JAWS Quickstart

Summary

To start running a pipeline in JAWS, please follow the setup instructions provided here.

Run an Example WDL in JAWS

  1. Load the JAWS environment

First, ensure that your environment is set up as described in the setup guide. You can load the JAWS environment using module load as an option. If you prefer to use the JAWS client container or the Python library, please follow the instructions here.

First, ensure that your environment is set up as described in the setup guide. Here is an option, using module load, if you want to use the jaws clinet container or python library, please check the guide.

# module use <SITE_SPECIFC_PATH> # please consult instructions above to find the specif path for each site
module load jaws
  1. Clone the example code

git clone https://code.jgi.doe.gov/official-jgi-workflows/wdl-specific-repositories/jaws-tutorial-examples.git
cd jaws-tutorial-examples/quickstart
  1. List all the sites available to JAWS

jaws list-sites

Currently, JAWS supports the following JAWS compute resources:

  • DORI (at Dori-JGI)

  • PERLMUTTER (at NERSC)

  • JGI (at Lawrencium Cluster - LBNL)

  • TAHOMA (at PNNL)

  • DEFIANT (at ORNL)

  • NMDC (at NERSC)

  • NMDC_TAHOMA (at PNNL)

  1. Submit a workflow using JAWS

When submitting a JAWS job, specify the compute site (e.g., dori, perlmutter, etc.):

jaws submit align.wdl inputs.json dori

# you should see something like this
100%|███████████████████████████████████| 2929/2929 [00:00<00:00, 1081055.65it/s]
Copied 2929 bytes in 0.0 seconds.
100%|███████████████████████████████████| 792/792 [00:00<00:00, 349231.37it/s]
Copied 792 bytes in 0.0 seconds.
{
"run_id": 35970
}

Monitoring the Job

Once you’ve submitted the workflow, you can monitor it using the run_id. In this example, the run ID is 35970.

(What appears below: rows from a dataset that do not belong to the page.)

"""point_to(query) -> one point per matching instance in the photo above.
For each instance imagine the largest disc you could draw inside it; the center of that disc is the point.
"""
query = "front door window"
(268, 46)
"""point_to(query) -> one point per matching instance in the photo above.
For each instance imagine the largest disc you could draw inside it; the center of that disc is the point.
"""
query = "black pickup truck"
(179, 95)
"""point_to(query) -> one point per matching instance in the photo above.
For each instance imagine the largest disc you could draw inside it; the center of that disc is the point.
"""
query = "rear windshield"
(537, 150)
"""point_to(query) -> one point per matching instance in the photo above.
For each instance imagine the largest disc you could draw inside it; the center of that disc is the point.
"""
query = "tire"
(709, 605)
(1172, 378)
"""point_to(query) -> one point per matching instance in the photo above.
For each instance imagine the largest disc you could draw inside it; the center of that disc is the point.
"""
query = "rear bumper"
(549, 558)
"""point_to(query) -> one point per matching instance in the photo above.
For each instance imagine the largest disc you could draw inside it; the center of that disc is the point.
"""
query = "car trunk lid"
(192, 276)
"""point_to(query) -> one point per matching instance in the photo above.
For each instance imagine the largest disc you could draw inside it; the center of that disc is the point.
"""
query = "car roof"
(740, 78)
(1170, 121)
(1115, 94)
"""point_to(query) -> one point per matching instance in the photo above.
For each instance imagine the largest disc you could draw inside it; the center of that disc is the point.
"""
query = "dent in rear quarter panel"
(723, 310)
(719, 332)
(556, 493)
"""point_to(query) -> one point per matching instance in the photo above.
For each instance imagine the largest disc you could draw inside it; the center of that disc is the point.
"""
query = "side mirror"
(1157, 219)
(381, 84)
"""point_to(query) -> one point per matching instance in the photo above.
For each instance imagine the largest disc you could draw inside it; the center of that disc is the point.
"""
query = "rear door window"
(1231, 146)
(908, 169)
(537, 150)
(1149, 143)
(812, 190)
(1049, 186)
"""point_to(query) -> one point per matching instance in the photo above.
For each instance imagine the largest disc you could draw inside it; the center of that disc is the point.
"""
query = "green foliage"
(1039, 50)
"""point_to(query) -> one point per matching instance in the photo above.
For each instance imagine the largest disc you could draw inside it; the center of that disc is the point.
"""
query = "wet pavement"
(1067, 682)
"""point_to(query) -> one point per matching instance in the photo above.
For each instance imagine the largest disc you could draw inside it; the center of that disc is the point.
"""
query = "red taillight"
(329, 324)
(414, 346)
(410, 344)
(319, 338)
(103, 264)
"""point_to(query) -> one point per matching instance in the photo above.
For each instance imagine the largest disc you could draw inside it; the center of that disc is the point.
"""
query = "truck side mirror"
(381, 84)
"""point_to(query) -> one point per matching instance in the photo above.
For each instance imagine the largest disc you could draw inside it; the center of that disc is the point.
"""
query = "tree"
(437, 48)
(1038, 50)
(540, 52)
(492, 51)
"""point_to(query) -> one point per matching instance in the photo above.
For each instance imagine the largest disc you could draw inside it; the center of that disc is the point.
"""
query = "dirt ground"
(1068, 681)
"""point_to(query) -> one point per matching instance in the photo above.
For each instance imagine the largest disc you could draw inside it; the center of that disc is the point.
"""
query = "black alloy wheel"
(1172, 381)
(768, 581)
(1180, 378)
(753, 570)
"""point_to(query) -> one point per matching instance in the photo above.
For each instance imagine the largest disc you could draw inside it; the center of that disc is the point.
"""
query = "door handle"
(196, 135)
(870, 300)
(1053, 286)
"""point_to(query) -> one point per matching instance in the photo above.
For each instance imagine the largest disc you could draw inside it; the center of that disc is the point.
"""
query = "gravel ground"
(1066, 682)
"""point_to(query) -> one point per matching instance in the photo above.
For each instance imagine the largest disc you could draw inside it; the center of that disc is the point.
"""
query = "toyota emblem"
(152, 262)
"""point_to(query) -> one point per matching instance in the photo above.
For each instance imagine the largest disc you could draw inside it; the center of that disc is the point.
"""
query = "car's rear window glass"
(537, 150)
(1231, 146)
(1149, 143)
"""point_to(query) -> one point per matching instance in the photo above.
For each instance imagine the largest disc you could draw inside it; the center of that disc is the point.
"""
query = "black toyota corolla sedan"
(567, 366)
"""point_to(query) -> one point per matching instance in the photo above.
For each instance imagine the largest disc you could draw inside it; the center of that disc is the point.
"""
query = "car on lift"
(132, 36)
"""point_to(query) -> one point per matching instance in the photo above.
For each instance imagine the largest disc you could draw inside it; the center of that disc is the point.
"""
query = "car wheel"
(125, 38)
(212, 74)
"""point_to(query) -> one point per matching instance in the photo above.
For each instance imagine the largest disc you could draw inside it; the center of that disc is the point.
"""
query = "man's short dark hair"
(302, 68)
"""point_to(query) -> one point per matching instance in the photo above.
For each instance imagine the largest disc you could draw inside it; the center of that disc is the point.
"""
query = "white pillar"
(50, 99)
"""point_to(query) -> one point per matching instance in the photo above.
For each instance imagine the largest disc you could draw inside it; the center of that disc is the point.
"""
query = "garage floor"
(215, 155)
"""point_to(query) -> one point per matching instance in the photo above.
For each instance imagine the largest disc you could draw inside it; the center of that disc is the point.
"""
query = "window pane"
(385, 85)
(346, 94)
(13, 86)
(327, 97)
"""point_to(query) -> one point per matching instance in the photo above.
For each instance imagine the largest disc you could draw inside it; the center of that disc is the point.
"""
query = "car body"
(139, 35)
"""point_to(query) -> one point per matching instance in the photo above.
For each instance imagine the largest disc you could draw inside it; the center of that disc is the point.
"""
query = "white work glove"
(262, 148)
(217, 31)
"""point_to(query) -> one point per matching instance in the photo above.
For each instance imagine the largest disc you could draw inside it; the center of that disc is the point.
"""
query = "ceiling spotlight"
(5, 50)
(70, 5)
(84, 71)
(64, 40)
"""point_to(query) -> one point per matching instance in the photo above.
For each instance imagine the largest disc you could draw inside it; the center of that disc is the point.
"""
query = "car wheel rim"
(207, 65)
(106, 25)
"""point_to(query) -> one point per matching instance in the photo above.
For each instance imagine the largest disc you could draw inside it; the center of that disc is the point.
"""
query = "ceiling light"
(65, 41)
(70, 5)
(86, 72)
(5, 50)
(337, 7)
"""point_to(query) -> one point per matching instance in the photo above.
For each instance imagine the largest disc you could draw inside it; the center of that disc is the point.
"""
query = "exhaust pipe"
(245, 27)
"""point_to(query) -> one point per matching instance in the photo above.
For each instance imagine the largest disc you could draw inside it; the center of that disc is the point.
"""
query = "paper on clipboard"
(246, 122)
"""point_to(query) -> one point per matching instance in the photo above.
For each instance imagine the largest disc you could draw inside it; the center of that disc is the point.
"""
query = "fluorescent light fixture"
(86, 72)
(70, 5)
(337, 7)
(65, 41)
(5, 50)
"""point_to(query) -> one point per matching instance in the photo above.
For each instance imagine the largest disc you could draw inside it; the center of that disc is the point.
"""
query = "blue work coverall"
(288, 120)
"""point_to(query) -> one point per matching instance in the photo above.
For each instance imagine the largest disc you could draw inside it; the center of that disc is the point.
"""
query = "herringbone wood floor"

  • If you forget the run_id, you can retrieve it using the following commands:

jaws queue
# or
jaws history
  • To check the status of the run:

jaws log 35970
# and
jaws status 35970
  • To check the status of individual tasks within the run:

jaws tasks 35970

Get the results

Once the run status has changed to download complete, the files listed in the output{} workflow section will be moved to your team’s directory.

You can use the command jaws status <RUN_ID> to display the output_dir for a specific run.

You can expect the directory structure to look like this:

/<JAWS TEAM PATH>/<USER_ID>/<RUN_ID>/<Cromwell_ID>

Additionally, if a run fails, JAWS does not automatically transfer the outputs. However, you can manually download the entire Cromwell execution folder for each failed task to your team’s directory. To do this, use the command:

jaws download <RUN_ID>

To learn more about the JAWS Teams directory, please refer to the JAWS Teams documentation.

The Output Understanding the Output Directory Explained

Cromwell creates a directory structure where each task in your workflow runs inside its own execution directory. This is where you’ll find output files, including:

../_images/jaws_cromwell.svg

Each task of your workflow gets run inside the execution directory so it is here that you can find any output files including the stderr, stdout & script file.

So for our theoretical submission:

jaws submit align.wdl inputs.json dori

We should see an output folder that looks like this:

../_images/jaws_cromwell_1.svg

Description of Cromwell and backend Generated Files

These are the files you might find in the execution directory:

  • script.submit: The script that Cromwell passes to HTCondor. This file contains the instructions for submitting the task to HTCondor.

  • stdout.submit: The standard output from script.submit, showing details about the task’s submission process.

  • stderr.submit: The standard error from script.submit, useful for debugging any errors during task submission.

  • submitFile: Contains resource specifications (e.g., memory, CPU requirements) for the task and tells HTCondor how to handle the job.

  • execution.log: A log file produced by HTCondor that contains details on the running resources and job status.

  • dockerScript: Defines the Shifter or Singularity command that runs script.

  • script: Represents the code defined in your workflow’s command{} section.

  • stdout: Standard output from the task being executed on the compute node.

  • stderr: Standard error output from the task, useful for identifying issues that occurred during execution.

  • rc: The return code from the task, indicating success or failure (typically 0 for success and non-zero for failure).